Labour partial U-turn on private schools’ tax breaks clampdown

Private schools would retain some of their tax breaks under a Labour government, after party chiefs backed down on their pledge to strip such schools of charitable status.

The party has planned – in its first year in power if it wins the next election – to impose VAT on private school fees in England.

And shadow education secretary Bridget Phillipson had spoken of “scrapping charitable tax status for private schools to fund the most ambitious state school improvement plan in a generation”.

She said Labour MPs agreed that “charitable status for most private schools is something that should come to an end”.

Labour sources now say they no longer need to strip the schools of their charitable status. But they remain committed to a policy of charging 20 per cent VAT on fees and ending the business rates relief from which independent schools benefit.

It means some of the current perks will remain. Being able to claim gift aid on donations and not paying tax on annual profits, which must be reinvested in education, are among the tax breaks that the status confers.

Party insiders pointed out that they only ever intended to remove the VAT and business rates perks, saying charitable status was used more as shorthand for the policy.

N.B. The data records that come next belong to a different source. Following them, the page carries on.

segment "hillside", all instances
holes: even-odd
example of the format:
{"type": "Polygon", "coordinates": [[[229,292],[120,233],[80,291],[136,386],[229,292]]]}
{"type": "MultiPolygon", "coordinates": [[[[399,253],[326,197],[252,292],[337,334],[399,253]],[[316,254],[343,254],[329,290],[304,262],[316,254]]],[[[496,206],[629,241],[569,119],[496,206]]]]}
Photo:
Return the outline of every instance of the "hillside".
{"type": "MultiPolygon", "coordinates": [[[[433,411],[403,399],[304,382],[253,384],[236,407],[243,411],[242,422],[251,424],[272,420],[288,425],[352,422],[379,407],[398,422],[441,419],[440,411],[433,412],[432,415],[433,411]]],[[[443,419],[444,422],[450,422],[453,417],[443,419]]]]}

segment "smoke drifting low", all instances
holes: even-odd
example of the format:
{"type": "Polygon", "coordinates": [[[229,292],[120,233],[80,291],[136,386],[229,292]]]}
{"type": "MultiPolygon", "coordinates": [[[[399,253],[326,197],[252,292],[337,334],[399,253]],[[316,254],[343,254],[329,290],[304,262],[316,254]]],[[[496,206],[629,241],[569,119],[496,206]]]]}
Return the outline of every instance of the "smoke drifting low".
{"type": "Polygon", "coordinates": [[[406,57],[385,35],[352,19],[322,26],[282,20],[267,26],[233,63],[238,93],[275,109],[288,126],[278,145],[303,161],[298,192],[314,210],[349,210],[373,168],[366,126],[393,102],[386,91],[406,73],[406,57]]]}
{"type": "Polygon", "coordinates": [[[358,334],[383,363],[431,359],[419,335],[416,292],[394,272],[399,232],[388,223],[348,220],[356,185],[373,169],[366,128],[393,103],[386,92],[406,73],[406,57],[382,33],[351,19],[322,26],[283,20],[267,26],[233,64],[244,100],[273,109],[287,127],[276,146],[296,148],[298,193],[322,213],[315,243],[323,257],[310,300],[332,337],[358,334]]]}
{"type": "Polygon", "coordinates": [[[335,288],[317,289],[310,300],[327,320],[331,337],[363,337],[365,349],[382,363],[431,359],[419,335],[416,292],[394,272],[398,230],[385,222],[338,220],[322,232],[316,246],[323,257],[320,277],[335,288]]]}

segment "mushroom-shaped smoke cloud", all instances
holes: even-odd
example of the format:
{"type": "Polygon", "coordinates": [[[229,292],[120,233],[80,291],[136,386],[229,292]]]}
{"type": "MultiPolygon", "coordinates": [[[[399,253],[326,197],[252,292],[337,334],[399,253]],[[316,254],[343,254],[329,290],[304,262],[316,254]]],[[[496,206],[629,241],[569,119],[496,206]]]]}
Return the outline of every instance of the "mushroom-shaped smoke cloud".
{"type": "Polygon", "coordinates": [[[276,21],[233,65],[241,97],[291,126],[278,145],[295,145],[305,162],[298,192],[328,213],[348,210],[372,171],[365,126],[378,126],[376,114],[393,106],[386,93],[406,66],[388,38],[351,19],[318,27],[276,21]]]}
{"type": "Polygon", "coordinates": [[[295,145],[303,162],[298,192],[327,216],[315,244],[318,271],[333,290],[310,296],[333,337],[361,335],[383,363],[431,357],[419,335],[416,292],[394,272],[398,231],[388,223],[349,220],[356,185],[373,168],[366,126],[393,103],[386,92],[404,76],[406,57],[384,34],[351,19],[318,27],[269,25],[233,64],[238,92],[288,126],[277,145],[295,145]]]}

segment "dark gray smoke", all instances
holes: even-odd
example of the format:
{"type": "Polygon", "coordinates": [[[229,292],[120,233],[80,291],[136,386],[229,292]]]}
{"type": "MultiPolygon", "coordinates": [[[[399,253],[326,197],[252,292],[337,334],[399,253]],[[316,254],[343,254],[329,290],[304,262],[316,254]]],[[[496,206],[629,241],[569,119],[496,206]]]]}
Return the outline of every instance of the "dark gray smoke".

A Labour spokesman said: “Our policy remains. We will remove the unfair tax breaks that private schools benefit from, to fund desperately needed teachers and mental-health counselling in every secondary school.

“This doesn’t require removing charitable status. However, driving high and rising standards for every child against the backdrop of a broken economy requires political choices. Labour isn’t afraid to make them.”

Critics have warned the rise in fees could cause a large shift in pupils from the private to state sector.

Julie Robinson, chief executive of the Independent Schools Council, remained critical of the policy.

She said: “If Labour takes away the tax relief associated with charitable status for independent schools, the policy would create a two-tier system within the charity sector, setting a worrying precedent that any charity seen as not reflecting the political ideology of the day could be subject to additional taxes.

“We would love to work with Labour to build more effective ways to achieve our shared goal of improving education for all young people.”